Trailing in their wake came a mother and daughter from Nebraska, who took a break from their summer vacation to hand out sacks of McDonald’s chicken McNuggets. Volunteers from a church in Queens were fishing for souls. Burly security guards manned the Roosevelt’s doors. Just across the street was the Charles Tyrwhitt store, and an oversized advertisement of grinning men in bespoke dress shirts. 

Elsewhere in the city, there are signs of patience wearing thin. In Sunset Park, Brooklyn, hundreds of residents — many themselves immigrants — protested on Sunday at the administration’s plan to house dozens of asylum-seekers in their recreation centre. They carried placards that read: “Stop Stealing Our Park” and “Save Our City!”.

The strain is spreading to an array of social services. Some public schools, for example, are waiting to find out whether they will need to expand their capacity or even convert to bilingual education, according to Andrew Heinrich, founder of Project Rousseau, a charity that has helped migrant families with everything from food and children’s summer camp to legal advice.

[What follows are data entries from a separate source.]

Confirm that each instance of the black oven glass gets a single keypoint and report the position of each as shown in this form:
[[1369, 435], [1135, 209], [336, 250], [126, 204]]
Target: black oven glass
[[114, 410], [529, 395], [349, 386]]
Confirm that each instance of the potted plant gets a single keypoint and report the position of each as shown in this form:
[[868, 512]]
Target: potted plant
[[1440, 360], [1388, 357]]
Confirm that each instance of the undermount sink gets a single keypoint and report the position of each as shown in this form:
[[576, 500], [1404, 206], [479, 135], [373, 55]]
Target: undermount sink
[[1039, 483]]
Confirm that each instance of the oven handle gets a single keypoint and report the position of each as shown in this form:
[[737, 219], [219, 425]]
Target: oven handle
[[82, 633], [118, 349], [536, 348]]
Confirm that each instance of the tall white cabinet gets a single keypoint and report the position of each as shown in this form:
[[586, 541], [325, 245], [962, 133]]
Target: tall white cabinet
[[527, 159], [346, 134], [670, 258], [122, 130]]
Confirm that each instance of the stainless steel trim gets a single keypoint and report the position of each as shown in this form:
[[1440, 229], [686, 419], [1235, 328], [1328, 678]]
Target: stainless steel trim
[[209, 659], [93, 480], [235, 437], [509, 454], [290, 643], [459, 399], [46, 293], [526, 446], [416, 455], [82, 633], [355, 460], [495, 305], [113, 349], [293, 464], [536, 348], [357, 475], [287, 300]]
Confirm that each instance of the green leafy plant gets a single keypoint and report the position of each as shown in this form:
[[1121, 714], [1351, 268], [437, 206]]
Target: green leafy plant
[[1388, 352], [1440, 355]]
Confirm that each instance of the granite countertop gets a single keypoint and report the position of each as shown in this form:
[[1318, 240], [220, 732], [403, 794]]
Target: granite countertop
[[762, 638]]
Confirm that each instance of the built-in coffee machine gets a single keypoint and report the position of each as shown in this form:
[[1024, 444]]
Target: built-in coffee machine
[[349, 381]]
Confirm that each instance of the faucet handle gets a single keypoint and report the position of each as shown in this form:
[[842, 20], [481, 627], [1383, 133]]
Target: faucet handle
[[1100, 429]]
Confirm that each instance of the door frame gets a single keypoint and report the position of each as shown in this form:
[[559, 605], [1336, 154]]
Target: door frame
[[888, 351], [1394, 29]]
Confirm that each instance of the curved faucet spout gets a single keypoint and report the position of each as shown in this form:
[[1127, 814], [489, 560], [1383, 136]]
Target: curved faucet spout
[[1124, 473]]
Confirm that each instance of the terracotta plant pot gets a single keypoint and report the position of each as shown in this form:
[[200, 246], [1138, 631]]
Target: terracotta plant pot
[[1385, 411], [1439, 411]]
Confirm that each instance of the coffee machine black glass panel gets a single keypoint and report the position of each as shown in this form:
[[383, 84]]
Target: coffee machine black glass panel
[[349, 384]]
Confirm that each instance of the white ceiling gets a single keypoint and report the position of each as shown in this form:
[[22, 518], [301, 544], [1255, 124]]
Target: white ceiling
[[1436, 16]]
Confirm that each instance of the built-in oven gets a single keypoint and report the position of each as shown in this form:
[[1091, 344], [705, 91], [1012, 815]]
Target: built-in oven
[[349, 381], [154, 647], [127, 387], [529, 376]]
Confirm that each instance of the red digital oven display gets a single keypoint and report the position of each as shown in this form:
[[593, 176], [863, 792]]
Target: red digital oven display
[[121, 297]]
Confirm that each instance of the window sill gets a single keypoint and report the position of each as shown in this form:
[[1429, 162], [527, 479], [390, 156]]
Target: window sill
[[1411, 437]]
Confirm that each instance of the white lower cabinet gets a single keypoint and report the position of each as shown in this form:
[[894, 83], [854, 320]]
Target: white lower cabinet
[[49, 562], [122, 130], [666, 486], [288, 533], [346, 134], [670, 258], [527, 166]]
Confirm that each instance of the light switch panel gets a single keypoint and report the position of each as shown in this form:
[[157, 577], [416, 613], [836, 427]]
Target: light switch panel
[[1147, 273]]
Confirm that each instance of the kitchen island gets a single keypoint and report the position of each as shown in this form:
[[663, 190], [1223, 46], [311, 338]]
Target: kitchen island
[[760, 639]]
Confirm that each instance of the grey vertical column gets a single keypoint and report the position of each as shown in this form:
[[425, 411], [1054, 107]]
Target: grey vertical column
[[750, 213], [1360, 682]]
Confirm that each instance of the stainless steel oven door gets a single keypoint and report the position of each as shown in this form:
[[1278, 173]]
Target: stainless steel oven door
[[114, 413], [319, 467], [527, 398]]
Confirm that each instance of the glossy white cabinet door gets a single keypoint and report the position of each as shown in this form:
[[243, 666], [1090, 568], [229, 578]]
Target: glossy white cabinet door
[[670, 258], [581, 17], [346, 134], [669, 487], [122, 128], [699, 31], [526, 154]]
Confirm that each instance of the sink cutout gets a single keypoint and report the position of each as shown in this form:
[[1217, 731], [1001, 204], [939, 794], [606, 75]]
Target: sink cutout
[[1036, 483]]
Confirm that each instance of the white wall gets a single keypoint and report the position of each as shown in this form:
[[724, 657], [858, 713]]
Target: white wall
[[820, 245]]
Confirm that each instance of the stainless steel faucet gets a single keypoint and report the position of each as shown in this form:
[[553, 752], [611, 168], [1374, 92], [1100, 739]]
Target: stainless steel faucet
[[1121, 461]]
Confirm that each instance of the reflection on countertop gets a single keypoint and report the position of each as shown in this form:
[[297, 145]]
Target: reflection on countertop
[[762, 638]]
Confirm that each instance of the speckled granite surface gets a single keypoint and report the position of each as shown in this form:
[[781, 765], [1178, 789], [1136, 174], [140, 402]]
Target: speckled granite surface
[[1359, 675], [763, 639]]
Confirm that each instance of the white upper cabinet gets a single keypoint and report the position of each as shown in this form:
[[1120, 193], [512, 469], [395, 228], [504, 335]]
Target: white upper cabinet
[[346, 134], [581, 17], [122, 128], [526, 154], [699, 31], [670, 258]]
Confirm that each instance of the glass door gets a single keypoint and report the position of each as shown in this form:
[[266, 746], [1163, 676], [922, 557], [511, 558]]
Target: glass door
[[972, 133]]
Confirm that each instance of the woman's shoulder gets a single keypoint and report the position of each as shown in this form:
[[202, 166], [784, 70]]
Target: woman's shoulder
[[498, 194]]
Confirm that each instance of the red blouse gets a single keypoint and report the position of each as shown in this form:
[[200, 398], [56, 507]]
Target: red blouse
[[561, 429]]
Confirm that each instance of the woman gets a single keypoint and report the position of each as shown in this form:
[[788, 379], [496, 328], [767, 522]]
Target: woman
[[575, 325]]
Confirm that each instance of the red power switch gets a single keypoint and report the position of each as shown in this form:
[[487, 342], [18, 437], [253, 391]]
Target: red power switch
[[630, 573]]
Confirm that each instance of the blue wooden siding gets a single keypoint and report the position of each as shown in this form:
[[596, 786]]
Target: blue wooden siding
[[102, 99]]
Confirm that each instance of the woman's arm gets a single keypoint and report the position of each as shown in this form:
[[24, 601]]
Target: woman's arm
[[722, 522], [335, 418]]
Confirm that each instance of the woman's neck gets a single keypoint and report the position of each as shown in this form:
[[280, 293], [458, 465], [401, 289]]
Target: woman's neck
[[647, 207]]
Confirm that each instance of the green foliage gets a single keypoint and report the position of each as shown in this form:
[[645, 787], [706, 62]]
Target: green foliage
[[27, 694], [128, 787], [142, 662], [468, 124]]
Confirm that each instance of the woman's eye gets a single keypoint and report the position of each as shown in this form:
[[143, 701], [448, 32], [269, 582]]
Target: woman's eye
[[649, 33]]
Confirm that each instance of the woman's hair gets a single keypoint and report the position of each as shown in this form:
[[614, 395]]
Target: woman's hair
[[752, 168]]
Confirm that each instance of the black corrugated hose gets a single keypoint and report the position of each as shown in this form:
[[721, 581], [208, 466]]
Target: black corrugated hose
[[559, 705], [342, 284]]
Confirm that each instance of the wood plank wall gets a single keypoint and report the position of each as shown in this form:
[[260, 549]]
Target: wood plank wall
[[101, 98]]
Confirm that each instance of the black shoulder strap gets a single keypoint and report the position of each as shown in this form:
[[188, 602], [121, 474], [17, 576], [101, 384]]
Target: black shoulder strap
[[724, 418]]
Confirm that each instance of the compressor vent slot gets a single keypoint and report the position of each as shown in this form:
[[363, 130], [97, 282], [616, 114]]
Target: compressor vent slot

“The purgatory feeling is very expansive,” Heinrich said. Of the migrants his group has interviewed, he estimated about half had credible claims to asylum or other forms of immigration relief.

Stu Loeser, who was a spokesperson for former mayor Michael Bloomberg and now advises technology and financial services companies, saw peril for Adams. “New York City isn’t nearly as deep blue as it looks,” he said. “He knows people need to see him fighting on this.”

Adams has met resistance from other parts of the state when trying to shift migrants. A leafleting campaign at the border intended to dissuade migrants from coming to New York City does not appear to have borne fruit.

Beneath the swirl of politics, many of the Roosevelt’s new residents sounded resolved, viewing this as another chapter set against the much larger journeys they had made. In the meantime, they seemed grateful for whatever assistance they were receiving.

“It’s a roof,” said Yineth Palencia, 24, gazing at her three-year-old daughter, when asked about the hotel’s conditions. She and her partner, Robinson Maldonado, 27, had not chosen New York City, they said. Rather, they were given a plane ticket to the city by the Sacred Heart church in El Paso, Texas, after spending five days there.

“From Mexico City on, it’s horrible,” Maldonado said, recalling a five-month journey that began in Valencia, Venezuela, wound through Central America and paused for a month-long detention in Mexico.

Their friend, Carlos Gutierrez, had come to New York by bus from Texas. He had tried to sell bottled water on the sidewalk outside the Roosevelt but authorities put a stop to it. He was loath to work illegally, he said, for fear of putting his immigration claim in jeopardy.

Even though he had no clear path forward, Gutierrez appeared perplexed when asked if he might go home. “People who make it to this country have dreams,” he said.